大人もののような、皮製のカバンを手にした男の子も、
幾人かいるようだ。
10 & 11
[欄外]
=(読み方)=(はいごとしゅうい)(ぜつみょう)
(じょうほうしょりしかた)(こどう)(しおさい)(かんのう)
(しょりょく)(はかく)(さびしい)(かわせい)
=(補注・・解説)=
名著 『神話学入門』
(カール・ケレーニイとカール・グスタフ・ユングの共著。
杉浦忠夫訳。
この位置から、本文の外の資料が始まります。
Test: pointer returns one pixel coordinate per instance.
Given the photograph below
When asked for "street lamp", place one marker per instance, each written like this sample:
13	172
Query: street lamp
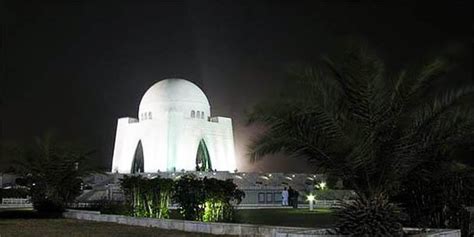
310	198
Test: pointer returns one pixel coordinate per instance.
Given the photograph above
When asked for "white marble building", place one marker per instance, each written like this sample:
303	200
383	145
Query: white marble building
174	131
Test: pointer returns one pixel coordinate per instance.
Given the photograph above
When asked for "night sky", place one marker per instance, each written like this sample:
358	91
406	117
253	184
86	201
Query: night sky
76	68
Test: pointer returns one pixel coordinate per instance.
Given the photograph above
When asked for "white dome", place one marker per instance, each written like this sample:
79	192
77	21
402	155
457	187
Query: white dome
177	95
晶文全書)~の中に、次に示す一節がある。
『グレーザーの著作を読めばわかるように、
人間の子供たちとは違ってこれらのちびっこ神たちは
「天国から地獄に至るまで自分の背後と周囲に宇宙」
をもっている。
「これらちびっこ神たちは
現世の諸力の多くをみずから具体化せねばならぬだけに、
人間の子供たち以上にそうした諸力にさらされているのだ。